Video: Seeing the Whole Season: How Continuous Crop Modeling Is Changing Breeding

Plant breeding has long been shaped by snapshots. A walk through a plot. A single set of notes. A yield check at the end of the season. But crops do not grow in moments. They change every day.

In this conversation, Gary Nijak of AerialPLOT explains how continuous crop modeling is changing the way breeders see, measure, and select plants by capturing growth, stress, and recovery across the entire season, not just at isolated points in time.

Nijak breaks down why point-in-time observations can miss critical performance signals, how repeated, season-long data collection removes the human bottleneck in breeding, and what becomes possible when every plot is treated as a living data set. He also explores how continuous modeling allows breeding programs to move beyond vague descriptors and toward measurable, repeatable insights that connect directly to on-farm outcomes.

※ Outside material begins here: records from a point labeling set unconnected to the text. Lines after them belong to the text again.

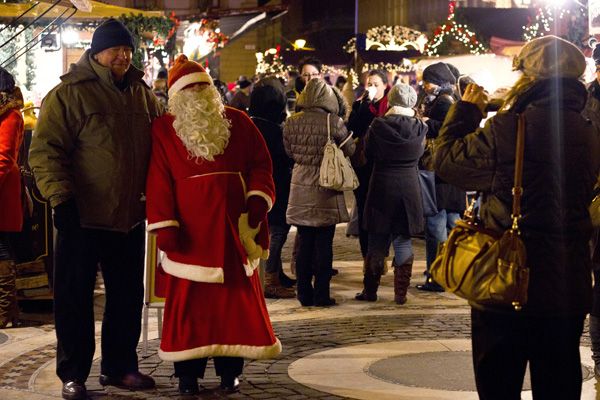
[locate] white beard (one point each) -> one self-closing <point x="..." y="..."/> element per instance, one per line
<point x="200" y="121"/>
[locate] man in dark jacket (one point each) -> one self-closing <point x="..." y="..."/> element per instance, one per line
<point x="267" y="110"/>
<point x="90" y="155"/>
<point x="438" y="95"/>
<point x="560" y="168"/>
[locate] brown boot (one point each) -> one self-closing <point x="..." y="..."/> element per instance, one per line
<point x="9" y="309"/>
<point x="275" y="290"/>
<point x="402" y="275"/>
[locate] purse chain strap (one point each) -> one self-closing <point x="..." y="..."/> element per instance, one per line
<point x="517" y="190"/>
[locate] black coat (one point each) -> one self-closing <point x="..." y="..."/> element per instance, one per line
<point x="448" y="197"/>
<point x="282" y="168"/>
<point x="394" y="204"/>
<point x="561" y="163"/>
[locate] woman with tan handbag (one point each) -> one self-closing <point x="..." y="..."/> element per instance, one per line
<point x="560" y="165"/>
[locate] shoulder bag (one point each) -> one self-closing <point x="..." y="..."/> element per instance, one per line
<point x="336" y="172"/>
<point x="483" y="266"/>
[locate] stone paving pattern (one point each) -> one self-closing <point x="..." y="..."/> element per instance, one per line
<point x="302" y="330"/>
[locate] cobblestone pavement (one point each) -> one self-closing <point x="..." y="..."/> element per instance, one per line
<point x="27" y="355"/>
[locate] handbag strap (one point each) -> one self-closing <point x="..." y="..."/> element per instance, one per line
<point x="517" y="190"/>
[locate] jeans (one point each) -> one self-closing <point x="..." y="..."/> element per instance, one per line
<point x="278" y="236"/>
<point x="121" y="258"/>
<point x="436" y="231"/>
<point x="229" y="367"/>
<point x="315" y="255"/>
<point x="504" y="343"/>
<point x="379" y="245"/>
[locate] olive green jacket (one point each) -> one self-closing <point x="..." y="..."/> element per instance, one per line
<point x="92" y="143"/>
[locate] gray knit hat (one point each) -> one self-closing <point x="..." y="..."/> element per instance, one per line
<point x="402" y="95"/>
<point x="550" y="56"/>
<point x="7" y="82"/>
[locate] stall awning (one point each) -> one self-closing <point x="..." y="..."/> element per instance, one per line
<point x="99" y="11"/>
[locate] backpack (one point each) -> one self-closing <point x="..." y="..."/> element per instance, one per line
<point x="336" y="172"/>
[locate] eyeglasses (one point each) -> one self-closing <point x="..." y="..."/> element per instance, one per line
<point x="310" y="76"/>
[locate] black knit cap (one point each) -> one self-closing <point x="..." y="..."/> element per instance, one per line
<point x="439" y="74"/>
<point x="111" y="33"/>
<point x="596" y="54"/>
<point x="7" y="82"/>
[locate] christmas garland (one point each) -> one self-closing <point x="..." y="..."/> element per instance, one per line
<point x="452" y="29"/>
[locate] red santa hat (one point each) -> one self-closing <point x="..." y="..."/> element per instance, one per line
<point x="185" y="72"/>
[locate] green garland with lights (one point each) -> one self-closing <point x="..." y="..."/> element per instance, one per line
<point x="438" y="45"/>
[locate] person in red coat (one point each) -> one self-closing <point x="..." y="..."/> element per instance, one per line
<point x="11" y="200"/>
<point x="209" y="188"/>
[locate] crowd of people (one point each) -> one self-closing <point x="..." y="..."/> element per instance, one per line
<point x="221" y="187"/>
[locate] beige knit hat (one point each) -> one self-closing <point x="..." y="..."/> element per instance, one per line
<point x="550" y="56"/>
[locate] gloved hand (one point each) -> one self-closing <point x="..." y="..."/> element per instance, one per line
<point x="168" y="239"/>
<point x="66" y="216"/>
<point x="247" y="235"/>
<point x="257" y="210"/>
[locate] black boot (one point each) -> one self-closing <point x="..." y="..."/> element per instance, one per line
<point x="371" y="279"/>
<point x="9" y="309"/>
<point x="286" y="281"/>
<point x="402" y="274"/>
<point x="595" y="341"/>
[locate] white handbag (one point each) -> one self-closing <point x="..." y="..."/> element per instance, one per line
<point x="336" y="172"/>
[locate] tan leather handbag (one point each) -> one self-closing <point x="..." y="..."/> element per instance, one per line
<point x="484" y="266"/>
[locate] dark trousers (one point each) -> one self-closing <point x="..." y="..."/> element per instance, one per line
<point x="504" y="343"/>
<point x="121" y="258"/>
<point x="278" y="236"/>
<point x="228" y="367"/>
<point x="315" y="255"/>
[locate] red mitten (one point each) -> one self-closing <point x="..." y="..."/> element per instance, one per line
<point x="257" y="210"/>
<point x="167" y="239"/>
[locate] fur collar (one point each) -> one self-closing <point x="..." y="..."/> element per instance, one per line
<point x="397" y="110"/>
<point x="9" y="101"/>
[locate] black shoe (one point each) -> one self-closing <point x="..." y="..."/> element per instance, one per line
<point x="363" y="296"/>
<point x="286" y="281"/>
<point x="74" y="390"/>
<point x="230" y="385"/>
<point x="430" y="286"/>
<point x="132" y="381"/>
<point x="188" y="385"/>
<point x="326" y="303"/>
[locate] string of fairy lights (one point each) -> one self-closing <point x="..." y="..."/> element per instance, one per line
<point x="453" y="29"/>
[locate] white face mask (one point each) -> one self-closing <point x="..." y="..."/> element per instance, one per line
<point x="371" y="92"/>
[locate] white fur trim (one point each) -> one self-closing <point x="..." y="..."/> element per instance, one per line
<point x="162" y="224"/>
<point x="196" y="273"/>
<point x="397" y="110"/>
<point x="195" y="77"/>
<point x="251" y="265"/>
<point x="262" y="194"/>
<point x="223" y="350"/>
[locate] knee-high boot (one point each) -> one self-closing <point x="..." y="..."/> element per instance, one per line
<point x="9" y="309"/>
<point x="372" y="276"/>
<point x="402" y="274"/>
<point x="595" y="340"/>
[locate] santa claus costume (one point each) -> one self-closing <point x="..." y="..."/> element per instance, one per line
<point x="208" y="164"/>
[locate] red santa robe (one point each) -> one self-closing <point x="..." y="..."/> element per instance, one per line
<point x="214" y="301"/>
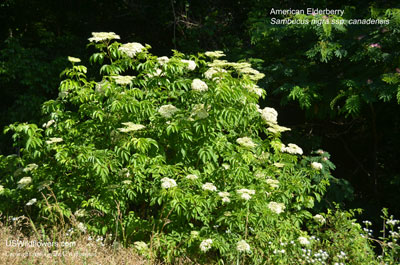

This conversation explores:

• What continuous crop modeling is and how it works

• Why traditional field observations fall short over a full growing season

• How scale and repeated measurement change breeding decisions

• What “digital twins” of plots mean for selection and performance

• Why data, not hardware, is driving the next shift in breeding innovation As data-driven breeding moves from research into real-world programs, this discussion offers a clear look at how seeing the whole season is reshaping value for breeders, seed companies, and farmers, and why this may be only the beginning.